Wednesday, 27 July 2016

Doglegs: NZIFF Review

Doglegs: NZIFF Review

The idea of a film about a disabled Japanese wrestling league may provoke reactions within the audience, but Doglegs is a sensitive and intriguing peek into a world hitherto unwitnessed.

And given the tragic events in Japan earlier this week when a care worker stabbed at least 19 disabled people in a centre west of Tokyo, this film’s taken on another level.

Director Heath Cozens follows a few founding members of the Doglegs wrestling group, set up by a collection of self-described misfits. Becoming a lifeline for the marginalised, the group would settle scores between each other in the ring (and in one clash, two rivals clash over a woman) and gradually became a close knit community.

It’s into this world that Cozens ventures, following the likes of “Sambo” Shintaro who has cerebral palsy and who wants to retire. But not without one final fight against a long term rival – the able bodied Kitajima. And in a twist that shakes Shintaro, Kitajima says he will fight but only the winner will be allowed to retire.
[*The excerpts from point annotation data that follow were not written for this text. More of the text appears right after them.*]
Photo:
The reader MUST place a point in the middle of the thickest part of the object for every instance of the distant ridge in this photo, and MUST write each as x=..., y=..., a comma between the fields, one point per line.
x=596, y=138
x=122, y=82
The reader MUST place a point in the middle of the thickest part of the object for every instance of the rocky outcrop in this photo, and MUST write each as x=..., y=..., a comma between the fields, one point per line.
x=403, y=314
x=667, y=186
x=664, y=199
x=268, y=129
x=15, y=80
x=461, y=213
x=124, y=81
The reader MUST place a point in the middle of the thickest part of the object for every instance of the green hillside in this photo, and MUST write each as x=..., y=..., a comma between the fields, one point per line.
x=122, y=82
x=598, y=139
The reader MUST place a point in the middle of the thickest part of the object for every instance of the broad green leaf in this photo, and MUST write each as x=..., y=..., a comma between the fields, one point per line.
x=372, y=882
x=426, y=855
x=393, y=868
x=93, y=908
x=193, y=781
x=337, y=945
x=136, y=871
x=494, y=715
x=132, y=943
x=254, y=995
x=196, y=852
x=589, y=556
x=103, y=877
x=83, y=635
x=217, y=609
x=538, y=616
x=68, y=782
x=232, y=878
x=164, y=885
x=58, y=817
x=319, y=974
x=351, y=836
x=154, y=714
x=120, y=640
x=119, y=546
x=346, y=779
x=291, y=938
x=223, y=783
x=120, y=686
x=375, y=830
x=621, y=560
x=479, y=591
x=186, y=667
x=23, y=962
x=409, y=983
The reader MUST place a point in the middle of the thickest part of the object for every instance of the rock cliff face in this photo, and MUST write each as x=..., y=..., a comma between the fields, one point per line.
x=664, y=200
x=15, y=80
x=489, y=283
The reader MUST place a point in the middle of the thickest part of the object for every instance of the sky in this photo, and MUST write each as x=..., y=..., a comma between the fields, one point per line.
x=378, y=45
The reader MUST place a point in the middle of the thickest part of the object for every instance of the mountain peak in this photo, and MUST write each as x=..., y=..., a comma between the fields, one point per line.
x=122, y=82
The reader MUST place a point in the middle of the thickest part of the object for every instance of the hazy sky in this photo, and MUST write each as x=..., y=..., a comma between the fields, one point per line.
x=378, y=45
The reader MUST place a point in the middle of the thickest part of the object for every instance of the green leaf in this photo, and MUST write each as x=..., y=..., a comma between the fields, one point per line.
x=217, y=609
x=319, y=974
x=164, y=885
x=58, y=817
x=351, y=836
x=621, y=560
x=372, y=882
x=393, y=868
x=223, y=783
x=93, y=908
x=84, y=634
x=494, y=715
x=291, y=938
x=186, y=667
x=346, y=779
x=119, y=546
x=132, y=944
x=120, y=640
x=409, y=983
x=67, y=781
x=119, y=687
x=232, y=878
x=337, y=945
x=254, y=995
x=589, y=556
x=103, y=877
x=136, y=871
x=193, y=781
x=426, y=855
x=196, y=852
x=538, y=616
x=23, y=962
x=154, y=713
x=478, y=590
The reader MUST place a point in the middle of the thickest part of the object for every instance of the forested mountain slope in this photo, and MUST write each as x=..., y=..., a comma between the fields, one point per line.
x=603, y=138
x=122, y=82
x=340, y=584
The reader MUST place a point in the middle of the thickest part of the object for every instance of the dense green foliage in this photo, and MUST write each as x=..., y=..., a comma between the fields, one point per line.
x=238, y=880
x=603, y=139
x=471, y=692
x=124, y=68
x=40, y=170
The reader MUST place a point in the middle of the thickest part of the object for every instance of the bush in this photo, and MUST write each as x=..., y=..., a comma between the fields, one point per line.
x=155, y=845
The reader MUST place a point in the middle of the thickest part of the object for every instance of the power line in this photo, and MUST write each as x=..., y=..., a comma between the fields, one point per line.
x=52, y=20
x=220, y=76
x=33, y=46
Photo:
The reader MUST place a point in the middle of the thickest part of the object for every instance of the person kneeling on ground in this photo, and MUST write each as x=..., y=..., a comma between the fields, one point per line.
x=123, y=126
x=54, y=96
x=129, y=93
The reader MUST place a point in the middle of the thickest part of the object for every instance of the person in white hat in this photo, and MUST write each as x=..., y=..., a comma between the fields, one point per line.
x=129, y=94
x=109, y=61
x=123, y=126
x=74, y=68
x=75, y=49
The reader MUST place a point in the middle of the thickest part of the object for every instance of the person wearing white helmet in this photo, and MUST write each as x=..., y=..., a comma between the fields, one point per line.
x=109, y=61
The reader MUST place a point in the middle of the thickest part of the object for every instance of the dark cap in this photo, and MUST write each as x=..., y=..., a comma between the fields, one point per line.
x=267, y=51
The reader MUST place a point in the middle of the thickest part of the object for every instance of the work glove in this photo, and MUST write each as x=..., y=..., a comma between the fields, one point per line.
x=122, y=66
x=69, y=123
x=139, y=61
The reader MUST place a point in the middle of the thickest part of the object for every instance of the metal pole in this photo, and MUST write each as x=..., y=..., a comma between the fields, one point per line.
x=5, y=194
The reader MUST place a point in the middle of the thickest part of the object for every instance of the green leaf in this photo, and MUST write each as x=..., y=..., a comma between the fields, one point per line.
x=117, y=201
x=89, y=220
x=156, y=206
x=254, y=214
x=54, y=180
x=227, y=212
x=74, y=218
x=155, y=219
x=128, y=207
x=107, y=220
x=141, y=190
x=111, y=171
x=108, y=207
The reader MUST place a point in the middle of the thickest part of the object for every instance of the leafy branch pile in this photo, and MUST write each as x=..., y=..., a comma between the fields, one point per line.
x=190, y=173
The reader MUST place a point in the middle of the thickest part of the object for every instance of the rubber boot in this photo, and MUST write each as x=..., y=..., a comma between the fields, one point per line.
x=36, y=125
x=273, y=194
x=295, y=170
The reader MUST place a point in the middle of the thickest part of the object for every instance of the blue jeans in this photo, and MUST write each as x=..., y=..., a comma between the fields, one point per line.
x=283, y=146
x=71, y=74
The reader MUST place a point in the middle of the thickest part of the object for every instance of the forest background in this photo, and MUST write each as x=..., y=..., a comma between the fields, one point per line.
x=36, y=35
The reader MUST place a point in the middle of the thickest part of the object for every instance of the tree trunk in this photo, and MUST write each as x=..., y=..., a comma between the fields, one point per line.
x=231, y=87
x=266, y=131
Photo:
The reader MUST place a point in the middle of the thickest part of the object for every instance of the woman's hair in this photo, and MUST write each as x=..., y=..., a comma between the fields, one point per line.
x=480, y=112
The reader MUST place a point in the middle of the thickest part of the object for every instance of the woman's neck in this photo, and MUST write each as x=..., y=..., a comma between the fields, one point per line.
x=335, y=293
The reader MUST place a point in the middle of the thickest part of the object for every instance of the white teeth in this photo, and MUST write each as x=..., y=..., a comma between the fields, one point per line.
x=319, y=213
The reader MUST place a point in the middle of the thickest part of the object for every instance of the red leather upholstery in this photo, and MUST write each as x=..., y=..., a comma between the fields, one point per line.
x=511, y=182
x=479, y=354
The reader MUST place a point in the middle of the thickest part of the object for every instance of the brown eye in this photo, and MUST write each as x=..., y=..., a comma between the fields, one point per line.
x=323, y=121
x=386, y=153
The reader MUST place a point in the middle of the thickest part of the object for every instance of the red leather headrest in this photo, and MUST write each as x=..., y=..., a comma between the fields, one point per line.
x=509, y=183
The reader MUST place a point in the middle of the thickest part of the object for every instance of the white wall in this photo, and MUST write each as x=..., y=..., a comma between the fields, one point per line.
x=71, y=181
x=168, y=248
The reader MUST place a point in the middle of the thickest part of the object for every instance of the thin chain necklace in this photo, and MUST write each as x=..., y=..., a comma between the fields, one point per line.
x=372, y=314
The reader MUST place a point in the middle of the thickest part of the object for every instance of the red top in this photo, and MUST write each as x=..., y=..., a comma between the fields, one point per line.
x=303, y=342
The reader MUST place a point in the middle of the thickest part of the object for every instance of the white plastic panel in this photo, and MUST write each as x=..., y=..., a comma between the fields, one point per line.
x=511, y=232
Elsewhere, there’s another fighter whose path of self-destruction is tragic and disturbing. And into that mix, is footage over years thrown in of the wrestlers taking on each other and empowering themselves but potentially likely to unsettle viewers.

What Cozens has managed to do with Doglegs is concoct a doco that forces you to make your own decisions and judgement as the story transpires and may see you shrinking away uncertain on how you feel.

But Cozens has equally managed to handle the situation with sincere aplomb; there’s no judgement here and there’s clearly been a desire to let the camera capture it warts and all. So what emerges is an intriguing look at pride, pathos and shame within the Japanese culture.

Shintaro becomes the clear focus of the majority of the story – and it’s hard to see how he can ever win against an able bodied opponent determined to humiliate him in the ring. In many ways, it’s a traditional underdog story with non-traditional contenders.

However, by focussing on life outside of the ring (Shintaro’s quest for love, his relationship with his mother and with others in the Doglegs group), what comes from it all is a film that is a conflict; it has a bizarre joie de vivre and will leave a divisive feeling in viewers.
Are the audience of the fights laughing at the contenders or are they enjoying the sport? Cozens makes no judgement on them, and perhaps it may have been interesting to get their point of view into proceedings, but he does nothing to humiliate his subjects or glorify them either.

It’s a smart move to make Doglegs so non-exploitative and challenge perceptions, but it is perhaps one of the more unsettling films at the festival this year – but as an insight into a different world and ruminations on people’s place in the world, it’s a fascinatingly assured movie that earns your respect with its honesty and sincerity.